Dieu nous a créés pour devenir des créateurs. Nous devons nous libérer de la pesanteur des déterminismes pour devenir le sanctuaire de la lumière et de l’amour. Telle est le mystère de la transfiguration chrétienne, qui est un mystère d’intériorisation, de personnalisation, de divinisation. Il s’agit de devenir véritablement un « homme » dont l’espace intérieur est devenu assez grand pour accueillir la vie même de Dieu.

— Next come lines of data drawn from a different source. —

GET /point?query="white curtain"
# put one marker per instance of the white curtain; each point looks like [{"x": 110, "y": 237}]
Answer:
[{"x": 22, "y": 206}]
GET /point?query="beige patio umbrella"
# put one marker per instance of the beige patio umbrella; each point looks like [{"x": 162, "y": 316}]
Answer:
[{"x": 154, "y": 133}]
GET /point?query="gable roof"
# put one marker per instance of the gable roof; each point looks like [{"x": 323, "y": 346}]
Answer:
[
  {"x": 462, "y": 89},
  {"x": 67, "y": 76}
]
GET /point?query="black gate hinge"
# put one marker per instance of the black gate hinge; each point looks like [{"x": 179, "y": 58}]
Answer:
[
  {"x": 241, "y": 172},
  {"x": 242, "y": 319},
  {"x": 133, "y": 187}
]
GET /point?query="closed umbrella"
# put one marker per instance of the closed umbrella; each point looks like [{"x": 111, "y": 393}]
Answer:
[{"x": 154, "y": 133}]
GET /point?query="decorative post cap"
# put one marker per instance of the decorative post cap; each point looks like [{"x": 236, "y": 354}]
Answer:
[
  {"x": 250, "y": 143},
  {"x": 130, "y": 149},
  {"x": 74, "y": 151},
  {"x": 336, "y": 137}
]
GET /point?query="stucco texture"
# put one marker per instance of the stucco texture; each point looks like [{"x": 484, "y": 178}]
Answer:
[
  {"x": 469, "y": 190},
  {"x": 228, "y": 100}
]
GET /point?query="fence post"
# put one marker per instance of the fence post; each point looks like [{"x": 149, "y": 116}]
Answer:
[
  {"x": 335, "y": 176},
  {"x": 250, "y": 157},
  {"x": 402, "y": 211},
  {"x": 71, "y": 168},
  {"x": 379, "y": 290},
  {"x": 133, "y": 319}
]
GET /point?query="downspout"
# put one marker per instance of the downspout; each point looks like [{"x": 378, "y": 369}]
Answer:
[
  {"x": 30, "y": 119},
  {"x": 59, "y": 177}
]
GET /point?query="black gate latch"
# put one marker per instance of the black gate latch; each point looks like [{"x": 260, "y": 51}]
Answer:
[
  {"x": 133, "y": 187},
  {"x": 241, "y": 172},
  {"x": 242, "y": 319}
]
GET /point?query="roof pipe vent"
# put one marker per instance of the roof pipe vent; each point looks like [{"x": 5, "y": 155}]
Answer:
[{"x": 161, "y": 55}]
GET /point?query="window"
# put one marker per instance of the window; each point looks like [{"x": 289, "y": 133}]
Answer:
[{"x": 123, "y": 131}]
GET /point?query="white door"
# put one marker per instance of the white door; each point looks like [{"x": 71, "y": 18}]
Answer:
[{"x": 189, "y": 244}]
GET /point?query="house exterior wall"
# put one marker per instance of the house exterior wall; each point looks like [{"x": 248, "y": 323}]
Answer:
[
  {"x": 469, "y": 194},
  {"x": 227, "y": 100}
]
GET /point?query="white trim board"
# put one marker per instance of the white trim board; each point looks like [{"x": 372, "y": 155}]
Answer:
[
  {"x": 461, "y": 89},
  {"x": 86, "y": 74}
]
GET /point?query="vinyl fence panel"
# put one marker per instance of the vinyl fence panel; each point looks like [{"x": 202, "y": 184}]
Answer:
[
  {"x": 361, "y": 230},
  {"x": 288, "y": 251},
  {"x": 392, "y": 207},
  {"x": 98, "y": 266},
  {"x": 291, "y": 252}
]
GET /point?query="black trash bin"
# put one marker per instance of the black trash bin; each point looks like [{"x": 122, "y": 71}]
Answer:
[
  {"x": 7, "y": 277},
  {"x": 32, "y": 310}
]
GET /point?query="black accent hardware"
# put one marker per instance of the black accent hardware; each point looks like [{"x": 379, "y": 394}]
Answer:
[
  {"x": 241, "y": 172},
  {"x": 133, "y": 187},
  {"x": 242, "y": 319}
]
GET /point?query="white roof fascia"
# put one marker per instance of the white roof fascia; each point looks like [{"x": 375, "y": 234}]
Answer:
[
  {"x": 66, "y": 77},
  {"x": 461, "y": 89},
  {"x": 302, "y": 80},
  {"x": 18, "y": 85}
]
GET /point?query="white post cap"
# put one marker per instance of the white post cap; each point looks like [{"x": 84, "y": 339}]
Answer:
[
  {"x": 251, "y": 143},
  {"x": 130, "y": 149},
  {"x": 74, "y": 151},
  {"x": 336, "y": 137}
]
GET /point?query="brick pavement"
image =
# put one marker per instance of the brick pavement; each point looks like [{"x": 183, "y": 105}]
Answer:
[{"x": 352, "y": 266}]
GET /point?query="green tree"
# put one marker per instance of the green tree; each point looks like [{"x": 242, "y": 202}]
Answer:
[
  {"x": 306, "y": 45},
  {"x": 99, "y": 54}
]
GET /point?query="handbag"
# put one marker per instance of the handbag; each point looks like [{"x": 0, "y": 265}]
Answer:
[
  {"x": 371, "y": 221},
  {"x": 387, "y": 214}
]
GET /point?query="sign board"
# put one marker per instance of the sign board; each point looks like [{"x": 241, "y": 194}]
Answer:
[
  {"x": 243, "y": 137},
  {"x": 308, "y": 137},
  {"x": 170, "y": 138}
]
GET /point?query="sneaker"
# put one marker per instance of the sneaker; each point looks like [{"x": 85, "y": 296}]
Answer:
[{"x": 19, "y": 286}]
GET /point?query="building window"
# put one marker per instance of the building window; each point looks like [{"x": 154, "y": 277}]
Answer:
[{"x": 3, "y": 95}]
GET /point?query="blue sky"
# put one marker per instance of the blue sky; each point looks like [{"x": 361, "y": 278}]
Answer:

Et accueillir Dieu, c’est devenir un vivant qui possède en lui tout l’univers. L’immortalité n’est pas ce qui arrive après la mort, elle advient, aujourd’hui et maintenant, chaque fois que l’homme se dépasse pour aimer. C’est chaque jour que nous « immortalisons » notre vie. C’est chaque jour que nous ressuscitons un peu plus.

Voilà la nouvelle naissance à laquelle le Christ nous invite quand on atteint sa maturité spirituelle. Maturité qui entraînera aussi notre corps, car les énergies de l’amour vont aussi transfigurer notre corps, comme celui du Christ, libéré des contraintes de notre univers, sans être pour autant désincarné. Notre mort n’est pas un anéantissement, mais un mûrissement, un accomplissement, un passage -une Pâque- vers notre véritable identité. »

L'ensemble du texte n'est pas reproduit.